He pressed the elevator button.
After that day, I wasn't sure what I should be afraid of more.
I found a good candidate for my new favourite tree while out in Weston Park last week.
But I had something else in mind.
What’s that building?
It’s the Arts Tower. It belongs to the University of Sheffield and is the second tallest building in the city. According to Wikipedia, it looks similar to the Seagram Building in New York City. I can see it.
I know another interesting fact about this place.
Inside the Arts Tower, there's one of the last remaining paternoster lifts in the UK. First of all, what a weird name. It reminds me of Padre Nostro, the prayer. A paternoster lift is a doorless elevator that never stops. Passengers have to hop on and off when they reach their destination floor.
If you're reading this and you're like yeah, that doesn't sound like a big deal. IT IS. It's a big deal. It's scary.

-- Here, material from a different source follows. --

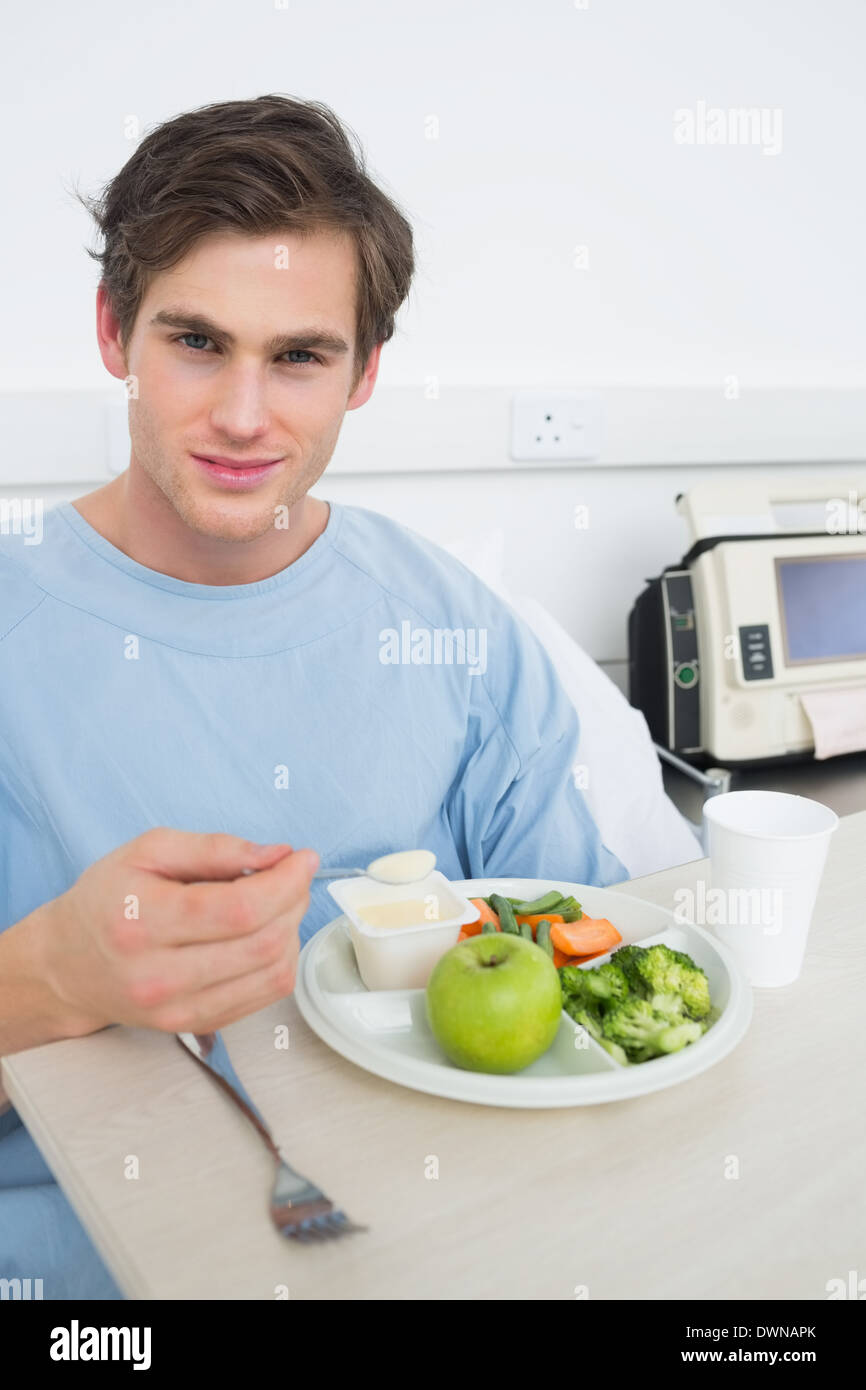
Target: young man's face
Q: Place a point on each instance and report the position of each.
(228, 360)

I can easily see myself falling off and dying.
Luckily, there are also two fancy elevators with mirrors in them.
As the name suggests, the Arts Tower used to house the University's arts department. Today the space is allocated to architecture students. And fittingly so — there's a nice view over the city from the top floor (tip: if the classrooms are busy, search for the bathroom).
I think the functionality of this paternoster lift is to remind students that life is tough out there, especially for art students.
Unless they sell NFTs, maybe?
This is the part where I make an announcement about Bouquet.
I’ll be sending a newsletter twice a month.
You can also think of Bouquet as a monthly newsletter with a bonus. There will be regular posts, like this one, and a new special kind of post.
It’s a story about photography, immigration, depression and more. It starts in 2007, unsure when it ends. We’ll see. I make the rules here anyway! Kidding. Please stay with me.
A bunch of links. To be clear, as in a bunch of flowers. Is this stupid / needs changing?
Most images make me think of the photographer taking the picture, camera in hand and all that. You know how when you watch a movie and know the people are acting?
Rinko Kawauchi's photographs don't look like they were taken with a camera. It's like she casts magic spells and images appear out of thin air. I don’t know how to explain it. Her book Illuminance is getting republished after 10 years. Pre-order it now.
Hey, I keep mentioning NFTs. What’s that about? It’s probably nothing. Could be huge!
If you want to learn more, join Desire Path’s discord: a growing community of photographers and artists meditating about the future. The name itself should be a good enough reason to join.
Climb a few stairs, it's good for your health. Just be careful not to fall down.